Retrain your model using 1cycle scheduling and see if it improves training speed and model accuracy.

In [91]:
K = keras.backend

class OneCycleScheduler(keras.callbacks.Callback):
    def __init__(self, iterations, max_rate, start_rate=None,
                 last_iterations=None, last_rate=None):
        self.iterations = iterations
        self.max_rate = max_rate
        self.start_rate = start_rate or max_rate / 10
        self.last_iterations = last_iterations or iterations // 10 + 1
        self.half_iteration = (iterations - self.last_iterations) // 2
        self.last_rate = last_rate or self.start_rate / 1000
        self.iteration = 0
    def _interpolate(self, iter1, iter2, rate1, rate2):
        return ((rate2 - rate1) * (self.iteration - iter1) / (iter2 - iter1) + rate1)
    def on_batch_begin(self, batch, logs):
        if self.iteration < self.half_iteration:
            rate = self._interpolate(0, self.half_iteration, self.start_rate, self.max_rate)
        elif self.iteration < 2 * self.half_iteration:
            rate = self._interpolate(self.half_iteration, 2 * self.half_iteration,  self.max_rate, self.start_rate)
        else:
            rate = self._interpolate(2 * self.half_iteration, self.iterations, self.start_rate, self.last_rate)
        self.iteration += 1
        K.set_value(self.model.optimizer.learning_rate, rate)

In [92]:
tf.random.set_seed(42)
np.random.seed(42)

model = keras.models.Sequential()
model.add(keras.layers.Flatten(input_shape=[32, 32, 3]))
for hidden_layer in range(20):
    model.add(keras.layers.Dense(100,
                                 kernel_initializer="lecun_normal",
                                 activation="selu"))

model.add(keras.layers.AlphaDropout(rate=0.1))
model.add(keras.layers.Dense(10, activation="softmax"))
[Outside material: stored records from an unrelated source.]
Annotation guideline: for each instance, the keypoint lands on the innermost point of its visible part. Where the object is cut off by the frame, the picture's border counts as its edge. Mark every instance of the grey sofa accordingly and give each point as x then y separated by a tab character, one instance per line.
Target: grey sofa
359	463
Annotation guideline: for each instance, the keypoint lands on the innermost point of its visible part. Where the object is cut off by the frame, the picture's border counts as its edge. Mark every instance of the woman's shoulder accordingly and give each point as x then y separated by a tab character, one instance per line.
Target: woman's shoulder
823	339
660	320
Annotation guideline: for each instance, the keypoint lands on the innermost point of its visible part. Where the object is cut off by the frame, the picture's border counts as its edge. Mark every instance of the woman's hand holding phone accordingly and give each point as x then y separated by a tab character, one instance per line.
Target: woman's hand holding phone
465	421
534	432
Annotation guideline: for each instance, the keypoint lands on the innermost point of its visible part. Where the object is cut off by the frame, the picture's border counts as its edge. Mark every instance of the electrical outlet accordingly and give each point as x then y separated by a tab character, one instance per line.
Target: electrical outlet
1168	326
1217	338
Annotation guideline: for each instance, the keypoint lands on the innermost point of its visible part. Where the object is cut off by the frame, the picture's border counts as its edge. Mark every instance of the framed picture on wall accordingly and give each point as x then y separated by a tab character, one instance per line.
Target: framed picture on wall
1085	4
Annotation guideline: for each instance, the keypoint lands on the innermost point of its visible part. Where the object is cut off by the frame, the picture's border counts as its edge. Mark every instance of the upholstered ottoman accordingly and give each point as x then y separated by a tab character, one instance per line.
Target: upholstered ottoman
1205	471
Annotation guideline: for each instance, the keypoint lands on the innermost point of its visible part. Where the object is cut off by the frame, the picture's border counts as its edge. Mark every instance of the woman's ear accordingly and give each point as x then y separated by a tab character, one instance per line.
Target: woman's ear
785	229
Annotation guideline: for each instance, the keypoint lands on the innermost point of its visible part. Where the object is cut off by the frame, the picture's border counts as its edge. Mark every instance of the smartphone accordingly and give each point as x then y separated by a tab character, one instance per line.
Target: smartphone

optimizer = keras.optimizers.SGD(learning_rate=1e-2) # change learning rate
model.compile(loss=keras.losses.SparseCategoricalCrossentropy(),
              optimizer=optimizer,
              metrics=["accuracy"])

In [93]:
import math

batch_size = 128
n_epochs = 15
onecycle = OneCycleScheduler(math.ceil(len(X_train_scaled) / batch_size) * n_epochs, max_rate=0.05)
history = model.fit(X_train_scaled, y_train, epochs=n_epochs, batch_size=batch_size,
                    validation_data=(X_valid_scaled, y_valid),
                    callbacks=[onecycle])

Epoch 15/15


One cycle allowed us to train the model in just 15 epochs, each taking only 2 seconds (thanks to the larger batch size). This is several times faster than the fastest model we trained so far. 

Moreover, we improved the model's performance (from 47% to 52%). The batch normalized model reaches a slightly better performance (53%), but it's much slower to train.